I am thinking "Hey, that was easy. I am going to get not just one, but TWO cards". I open another browser and type in that giftinterest URL again.

Oh, what a stroke of luck. Look, the number of packages remaining - 442 - now is larger than it was a minute ago. Someone must have returned theirs. I refresh the page. The number is different yet again. Eventually, if you let the page just sit there, it will go down to zero. Refresh the page, and it reset to  some random number greater than 0 but smaller than 500.

But whatever. I pin again.

This time, the pinned picture is different.



I figure since I don't drink coffee anyway two cards are enough. I go back to the giftinterest page and click "Final Step".

Yes! Here I learn that the value of the card is $100 (but only if you qualify).  The page asks me for my email.




The pop-up window tells me to write "I Love Starbucks" on Facebook. That I can't do. I love Dunkin' Donuts

The rest of the story is familiar to everyone who has ever taken Free iPad surveys.  You get into the funnel...


... and fill out a bunch of surveys and leave your personal info...


... and at some point you are gently prompted to install some spyware...



Needless to say, it is very unlikely that Starbucks has anything to do with this project. Giftinterest.com was registered on February 24, 2012 in private, and both coffee-blends-now.com and yesusrveymedia.com (the two domains that popped up in various fine prints) are registered to a company in India.

Bonus track:  An identical scam is promising free H&M cards to the unsuspecting pinners.
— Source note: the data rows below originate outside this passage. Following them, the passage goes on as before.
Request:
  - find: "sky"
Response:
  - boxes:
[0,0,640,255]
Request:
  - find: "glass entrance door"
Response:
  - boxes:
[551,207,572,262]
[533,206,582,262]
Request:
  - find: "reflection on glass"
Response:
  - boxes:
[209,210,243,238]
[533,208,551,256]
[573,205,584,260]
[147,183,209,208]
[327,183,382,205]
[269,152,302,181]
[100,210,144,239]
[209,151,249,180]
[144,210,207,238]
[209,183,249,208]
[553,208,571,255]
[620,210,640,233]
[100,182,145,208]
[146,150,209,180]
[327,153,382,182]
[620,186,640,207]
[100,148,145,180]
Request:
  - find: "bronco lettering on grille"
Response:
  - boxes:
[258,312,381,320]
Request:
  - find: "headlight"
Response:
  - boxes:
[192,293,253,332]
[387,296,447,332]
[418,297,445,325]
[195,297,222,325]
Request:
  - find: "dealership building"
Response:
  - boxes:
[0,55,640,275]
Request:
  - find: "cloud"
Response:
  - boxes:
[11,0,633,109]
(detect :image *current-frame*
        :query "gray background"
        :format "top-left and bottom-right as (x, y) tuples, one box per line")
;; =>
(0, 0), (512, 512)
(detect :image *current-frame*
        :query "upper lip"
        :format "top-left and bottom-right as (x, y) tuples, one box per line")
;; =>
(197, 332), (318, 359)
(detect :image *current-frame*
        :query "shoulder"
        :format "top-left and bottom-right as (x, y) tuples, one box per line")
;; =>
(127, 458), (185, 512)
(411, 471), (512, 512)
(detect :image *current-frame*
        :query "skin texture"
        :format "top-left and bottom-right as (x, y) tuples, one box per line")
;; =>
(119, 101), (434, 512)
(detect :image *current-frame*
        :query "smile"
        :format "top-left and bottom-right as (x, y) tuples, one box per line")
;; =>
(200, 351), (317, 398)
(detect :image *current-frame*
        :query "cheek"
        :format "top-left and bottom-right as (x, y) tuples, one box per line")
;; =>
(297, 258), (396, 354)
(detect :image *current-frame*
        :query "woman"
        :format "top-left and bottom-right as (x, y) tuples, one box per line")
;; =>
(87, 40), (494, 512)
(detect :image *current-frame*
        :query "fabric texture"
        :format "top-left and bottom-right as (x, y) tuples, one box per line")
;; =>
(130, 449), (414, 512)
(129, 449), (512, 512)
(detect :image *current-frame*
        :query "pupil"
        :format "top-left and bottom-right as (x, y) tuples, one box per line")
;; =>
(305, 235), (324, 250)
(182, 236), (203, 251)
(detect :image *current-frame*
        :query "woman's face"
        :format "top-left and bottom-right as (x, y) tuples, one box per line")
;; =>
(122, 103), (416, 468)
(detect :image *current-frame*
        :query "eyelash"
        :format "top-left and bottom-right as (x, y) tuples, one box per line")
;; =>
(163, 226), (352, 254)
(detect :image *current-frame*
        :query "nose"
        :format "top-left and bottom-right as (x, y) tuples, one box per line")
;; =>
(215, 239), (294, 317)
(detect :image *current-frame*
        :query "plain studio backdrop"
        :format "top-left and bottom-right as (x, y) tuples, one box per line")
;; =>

Update: Part II - How The Scammers Hijacked Facebook Likes

9 comments:

  1. Wow this is really eye opening on how persuasive advertisements can be. I would have fallen for this pretty quickly!!

    ReplyDelete
  2. Thanks, I pinned your post. Hopefully it helps soothe the burn.
    ---
    alw_ays

    ReplyDelete
  3. This is done every day on every website that exist. This is nothing new and is an old black hat marketing trick...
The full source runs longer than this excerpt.